The Turkish political arena undergoes a radical change as Turkish democracy's transition to the presidential system revolutionizes the very nature of politics in the country. As the president represents executive power and Parliament constitutes legislative power, the role of political parties will diminish in importance. Resembling the American way of democracy, political parties will come to the front of politics mainly in electoral contexts.
A vital alliance in Turkey has emerged from the political turmoil that was caused by the failed coup d'état of July 15. Turkish people interpreted the attempted coup not as a fantastic attempt of a lunatic, but as an organized attempt of occupation backed and encouraged by Western political powers. As the offshoots of those patriots who had mobilized against Western invaders in the early Republic, Turkish people resisted the coup with total indignation and determination. Thus, they set an unprecedented example of civil resistance against a possible military regime.
Anxious about the perpetuity of the Turkish Republic, nationalist and conservative segments of society have come together by putting their internal differences aside; hence, the sociological emergence of the People's Alliance.
Although the Justice and Development Party's (AK Party) leadership long aimed to introduce a presidential system, public support for Turkey's transition from a parliamentary to a presidential system could not have exceeded 35 percent of the people until July 15, 2016. After the emergence of the People's Alliance, however, 50 percent of the people showed their support for the constitution of the new presidential system. The People's Alliance has put its signature under significant successes:
Threatened by the Gülenist Terror Group (FETÖ) and its own internal opposition, the Nationalist Movement Party (MHP) has succeeded, thanks to the People's Alliance, not to be fragmented, and thus to protect its institutional identity as an essential political party in Turkish politics. In the general elections, the MHP passed the electoral threshold and had the upper hand over its main competitor, the Good Party (İP).
The People's Alliance of the AK Party and the MHP won the presidential referendum against the Nation's Alliance and its other political competitors.
Finally, Recep Tayyip Erdoğan, the presidential candidate of the People's Alliance, won the presidential election.
Since the July 15 failed coup, the People's Alliance has successfully managed the political process by showing an unprecedented unity.
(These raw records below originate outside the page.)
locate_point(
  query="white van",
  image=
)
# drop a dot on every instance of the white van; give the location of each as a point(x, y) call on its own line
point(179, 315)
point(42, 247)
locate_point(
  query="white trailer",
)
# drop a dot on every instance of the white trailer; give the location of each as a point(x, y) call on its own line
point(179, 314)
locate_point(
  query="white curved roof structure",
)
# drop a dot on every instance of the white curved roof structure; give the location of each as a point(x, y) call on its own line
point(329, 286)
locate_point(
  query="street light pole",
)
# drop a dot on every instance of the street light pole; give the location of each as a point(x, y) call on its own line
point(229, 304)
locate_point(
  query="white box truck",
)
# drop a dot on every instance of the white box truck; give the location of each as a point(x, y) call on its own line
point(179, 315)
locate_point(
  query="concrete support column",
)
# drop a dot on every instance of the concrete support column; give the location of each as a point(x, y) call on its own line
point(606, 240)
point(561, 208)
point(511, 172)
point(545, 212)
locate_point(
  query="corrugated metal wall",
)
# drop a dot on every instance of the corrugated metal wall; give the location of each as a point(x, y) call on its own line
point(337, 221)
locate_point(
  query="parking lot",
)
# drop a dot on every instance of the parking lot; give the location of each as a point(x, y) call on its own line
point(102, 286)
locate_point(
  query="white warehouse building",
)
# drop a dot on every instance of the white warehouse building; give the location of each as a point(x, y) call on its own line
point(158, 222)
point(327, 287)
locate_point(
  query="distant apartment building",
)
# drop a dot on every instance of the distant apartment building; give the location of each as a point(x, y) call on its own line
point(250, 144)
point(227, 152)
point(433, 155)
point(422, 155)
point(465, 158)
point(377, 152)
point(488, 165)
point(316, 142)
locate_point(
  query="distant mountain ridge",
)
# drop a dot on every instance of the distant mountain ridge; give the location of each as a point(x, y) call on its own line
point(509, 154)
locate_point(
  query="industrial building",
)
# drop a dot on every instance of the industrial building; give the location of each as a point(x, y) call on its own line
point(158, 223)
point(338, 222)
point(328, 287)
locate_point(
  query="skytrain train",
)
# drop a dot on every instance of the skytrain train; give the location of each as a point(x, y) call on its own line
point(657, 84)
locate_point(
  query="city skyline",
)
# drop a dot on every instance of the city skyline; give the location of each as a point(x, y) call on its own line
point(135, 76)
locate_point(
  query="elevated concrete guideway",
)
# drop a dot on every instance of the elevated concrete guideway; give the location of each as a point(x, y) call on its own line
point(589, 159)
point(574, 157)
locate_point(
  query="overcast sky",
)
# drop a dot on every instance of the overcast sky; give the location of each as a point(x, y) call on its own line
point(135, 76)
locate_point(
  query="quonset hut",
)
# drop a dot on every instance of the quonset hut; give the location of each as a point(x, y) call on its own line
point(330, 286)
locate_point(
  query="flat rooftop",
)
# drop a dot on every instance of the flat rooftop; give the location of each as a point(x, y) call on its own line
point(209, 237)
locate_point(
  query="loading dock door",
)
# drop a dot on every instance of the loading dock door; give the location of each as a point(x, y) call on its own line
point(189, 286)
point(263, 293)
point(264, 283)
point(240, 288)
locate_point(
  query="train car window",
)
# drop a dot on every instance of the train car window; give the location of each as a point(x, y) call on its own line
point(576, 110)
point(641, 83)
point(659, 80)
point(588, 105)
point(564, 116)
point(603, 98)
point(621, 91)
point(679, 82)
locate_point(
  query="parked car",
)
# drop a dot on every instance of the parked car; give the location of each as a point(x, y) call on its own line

Representing 60 percent of Turkey, the alliance doesn't serve short-term issues, but Turkey's historical interests by standing against global designs and uniting the people and the state.
In the Syrian civil war, as the United States stalled Turkey and Syrian opposition groups, terrorist organizations Daesh, the PKK and FETÖ took the upper hand for a period of time to such an extent that they dreamed of annexing Turkish lands. The Turkish state responded to these existential threats with Operation Euphrates Shield and Operation Olive Branch on Afrin, which vanquished, respectively, Daesh and the PKK in northern Syria. In this vital political context, President Erdoğan brought forward the Lausanne Treaty by implying, "Turkey shall never renounce its sovereignty on any piece of its lands." After defeating Daesh and the PKK outside Turkey's southern borders, Erdoğan's leadership has succeeded to eliminate FETÖ, which had infiltrated the state and military structures.
A month ago, the controversy between the AK Party and MHP seemed to get the People's Alliance in a political deadlock. When journalist Fadime Özkan from the Turkish daily Star asked, in her interview with me, about the rising tension within the given alliance, I strongly emphasized the benefits that the People's Alliance provided for Turkey, and concluded, "The spirit of the People's Alliance must be preserved." Today, both the AK Party and the MHP have gotten together again with mutual awareness about the benefits of their alliance.
On the other hand, the opposition Republican People's Party (CHP) seeks an open alliance with the Good Party (İP) and a closed one with the Peoples' Democratic Party (HDP). Although this alliance, I believe, will also come together, nationalist elements exist in both the CHP and the İP that are not content with the ongoing rapprochement between the CHP and the HDP.
As in the general elections, the results of the upcoming local elections will be determined by electoral alliances. Thus, the new presidential system continues to form Turkish politics in a substantial manner.